I'm a big supporter of the NHS in theory, and I'm hopeful that the rancorous glee with which this particular GP refused to address anything that ailed me was atypical. But the NHS preventive services in relation to bowel cancer — the second biggest cancer killer in Britain — are woeful. The service has at least brought in sigmoidoscopies, a less thorough examination that's certainly better than nothing, but not until age 55, and only as a one-off. Otherwise men and women between the ages of 60 and 75 are posted stool kits whose samples are tested for blood — thus detecting not precancerous polyps but cancer, already advancing. It can't just be a coincidence that the UK has rubbish colon screening and some of the highest mortality rates for bowel cancer in the Western world.
Surely this is penny-wise policymaking. Surgery and chemo for bowel cancer cost massively more than a colonoscopy, which even in the private sector can be had — that's right — for £1,630.
I am one of the many people on whom any functional health service depends: I part with large sums of money for practically nothing in return. For most of the paltry services I require I'm forced to go private. It seems the height of ingratitude to complain about being in good health. Nevertheless, I have plenty of company here, and my cohort makes the NHS possible: we pay for it, and hardly use it.

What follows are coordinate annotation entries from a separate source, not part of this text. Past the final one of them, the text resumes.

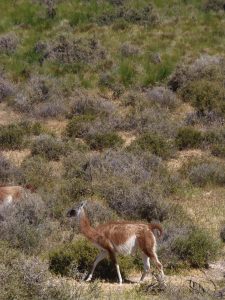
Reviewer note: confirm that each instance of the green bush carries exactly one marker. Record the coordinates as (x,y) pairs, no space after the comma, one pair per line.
(188,137)
(48,147)
(78,126)
(81,254)
(11,137)
(205,95)
(197,249)
(152,143)
(104,140)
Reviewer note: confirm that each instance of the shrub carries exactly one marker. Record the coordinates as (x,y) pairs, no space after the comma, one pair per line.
(163,97)
(68,50)
(78,126)
(128,49)
(11,137)
(75,164)
(219,150)
(138,169)
(8,172)
(52,109)
(188,137)
(6,88)
(80,254)
(48,147)
(206,66)
(198,248)
(37,172)
(153,143)
(202,173)
(133,201)
(127,73)
(77,188)
(209,119)
(215,5)
(143,15)
(222,234)
(25,225)
(105,140)
(8,43)
(85,105)
(151,119)
(205,96)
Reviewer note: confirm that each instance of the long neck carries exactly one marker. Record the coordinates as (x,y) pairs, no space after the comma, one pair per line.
(85,226)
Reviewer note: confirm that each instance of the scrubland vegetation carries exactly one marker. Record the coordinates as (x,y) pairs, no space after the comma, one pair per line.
(137,90)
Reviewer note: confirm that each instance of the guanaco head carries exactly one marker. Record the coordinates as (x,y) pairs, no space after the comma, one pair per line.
(75,211)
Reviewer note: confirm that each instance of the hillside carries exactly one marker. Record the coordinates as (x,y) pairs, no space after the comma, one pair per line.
(120,103)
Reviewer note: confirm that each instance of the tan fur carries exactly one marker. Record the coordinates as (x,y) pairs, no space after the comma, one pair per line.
(122,238)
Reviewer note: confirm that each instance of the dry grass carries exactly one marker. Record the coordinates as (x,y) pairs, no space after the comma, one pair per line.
(128,137)
(16,156)
(184,156)
(206,208)
(55,126)
(7,116)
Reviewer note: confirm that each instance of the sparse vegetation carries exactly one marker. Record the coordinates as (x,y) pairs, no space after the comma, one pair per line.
(188,137)
(11,137)
(197,248)
(48,147)
(105,140)
(120,103)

I might advisedly keep my resentment in check, since with the untimely turning of a large lorry in the vicinity of my bicycle this situation could change on a dime. I realise as well that the NHS is sitting on a demographic timebomb, and cannot pay for everything; I myself have lobbied for elective services like gender reassignment and even fertility treatments to be curtailed, the better to cover core healthcare. Yet on this one point both public and private health insurance in the UK are making a mistake: especially if polyps run in my family, it's worth your fiscal while to ram a camera up my butt.
Besides, the prep for a colonoscopy is so disagreeable, how many Britons would submit to it even for free? Surely anyone willing to subject themselves to such humiliation for purely preventative purposes should be sent home with an appreciative plaque for civic-mindedness and a box of chocolates. Downing two litres of a nauseous liquid — most of it salt, poorly disguised with aspartame — in order to . . . well, perhaps there's a place for decorum.
I was delighted the internist found a polyp, since that means the next one's on the NHS, at which time I'm hopeful I get the same GP, with whom I can be vengefully gleeful myself. For that matter, to get back at that smug doc, I'm tempted to make a few lifestyle changes. I could start hoovering up all the chips, crisps, biscuits and cream buns on which I've hitherto foolishly stinted. I could reduce my daily exercise to a sluggish lumber across the street for another packet of fags. In the fullness of time, I figure I could wheeze into that clinic and finally get my money's worth.